Failure to Administer Oxygen Therapy as Ordered
Penalty
Summary
The deficiency involves the facility’s failure to administer oxygen therapy as ordered by the physician for a resident with COPD. The resident was admitted with chronic obstructive pulmonary disease and had severely impaired cognition, requiring total staff assistance for all ADLs and mobility. A physician’s order dated 3/27/2026 directed that the resident receive continuous supplemental oxygen at a fixed rate of 2 L/min, with no indication that staff could adjust the flow rate. The resident’s care plan for altered respiratory status related to COPD instructed staff to administer oxygen as ordered. On 3/31/2026, during observations at the bedside at 8:45 a.m. and 9:40 a.m., the resident was noted to be receiving oxygen at 3 L/min, which did not match the physician’s order. An LVN reported that the resident was on 3 L/min when he checked vital signs that morning and stated this was not the ordered rate; he said he reported this to the previous shift’s RN supervisor but was unsure what action was taken.

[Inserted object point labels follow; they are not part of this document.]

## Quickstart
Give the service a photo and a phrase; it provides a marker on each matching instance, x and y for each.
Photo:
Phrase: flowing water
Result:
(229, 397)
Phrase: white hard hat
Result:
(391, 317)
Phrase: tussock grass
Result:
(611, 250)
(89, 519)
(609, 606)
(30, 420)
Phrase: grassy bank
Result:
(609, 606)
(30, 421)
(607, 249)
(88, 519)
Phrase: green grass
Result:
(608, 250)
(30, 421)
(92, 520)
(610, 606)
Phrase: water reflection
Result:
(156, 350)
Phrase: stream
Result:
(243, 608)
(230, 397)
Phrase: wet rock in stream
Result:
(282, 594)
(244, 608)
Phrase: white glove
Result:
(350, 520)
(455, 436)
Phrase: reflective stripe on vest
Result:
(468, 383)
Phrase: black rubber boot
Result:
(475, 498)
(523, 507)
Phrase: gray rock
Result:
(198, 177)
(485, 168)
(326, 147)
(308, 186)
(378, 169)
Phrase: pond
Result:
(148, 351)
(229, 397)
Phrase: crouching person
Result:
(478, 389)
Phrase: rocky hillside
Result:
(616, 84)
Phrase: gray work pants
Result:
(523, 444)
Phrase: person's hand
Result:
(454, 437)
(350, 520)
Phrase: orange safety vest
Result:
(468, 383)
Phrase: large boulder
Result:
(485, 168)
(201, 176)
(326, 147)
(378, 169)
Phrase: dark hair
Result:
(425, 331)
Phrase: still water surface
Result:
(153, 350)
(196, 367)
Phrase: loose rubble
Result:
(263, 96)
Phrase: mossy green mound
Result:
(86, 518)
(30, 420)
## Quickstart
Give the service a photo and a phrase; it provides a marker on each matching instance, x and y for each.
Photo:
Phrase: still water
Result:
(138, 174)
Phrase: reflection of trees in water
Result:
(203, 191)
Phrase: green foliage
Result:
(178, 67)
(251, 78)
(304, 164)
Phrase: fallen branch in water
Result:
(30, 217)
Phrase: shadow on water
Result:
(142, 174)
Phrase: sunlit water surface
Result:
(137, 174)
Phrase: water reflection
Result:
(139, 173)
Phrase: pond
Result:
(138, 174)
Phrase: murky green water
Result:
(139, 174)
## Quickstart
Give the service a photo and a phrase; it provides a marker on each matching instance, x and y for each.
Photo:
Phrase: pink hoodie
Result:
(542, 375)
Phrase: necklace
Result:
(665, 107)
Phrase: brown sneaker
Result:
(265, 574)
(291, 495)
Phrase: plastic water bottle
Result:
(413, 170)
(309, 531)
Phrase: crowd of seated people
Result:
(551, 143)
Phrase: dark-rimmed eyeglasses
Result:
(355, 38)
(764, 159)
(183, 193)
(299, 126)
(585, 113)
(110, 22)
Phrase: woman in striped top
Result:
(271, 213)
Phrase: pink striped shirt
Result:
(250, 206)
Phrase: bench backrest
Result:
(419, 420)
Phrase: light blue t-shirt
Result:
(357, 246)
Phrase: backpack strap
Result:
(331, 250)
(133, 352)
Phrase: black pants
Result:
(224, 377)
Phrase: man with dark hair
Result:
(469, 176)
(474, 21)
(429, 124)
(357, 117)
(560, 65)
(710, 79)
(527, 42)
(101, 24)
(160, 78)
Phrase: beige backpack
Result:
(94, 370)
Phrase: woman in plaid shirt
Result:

Another RN supervisor confirmed there was no documentation in the record to support an increased flow rate or any notification to the physician about the change from 2 L/min to 3 L/min, and reiterated that the order was for a fixed rate of 2 L/min. During a concurrent observation and interview, the prior RN supervisor acknowledged the resident was on 3 L/min and that the flow rate needed to be corrected to match the order. The facility’s oxygen administration policy required staff to verify a physician order, document the flow rate and rationale, and report information per professional standards, which was not followed in this instance.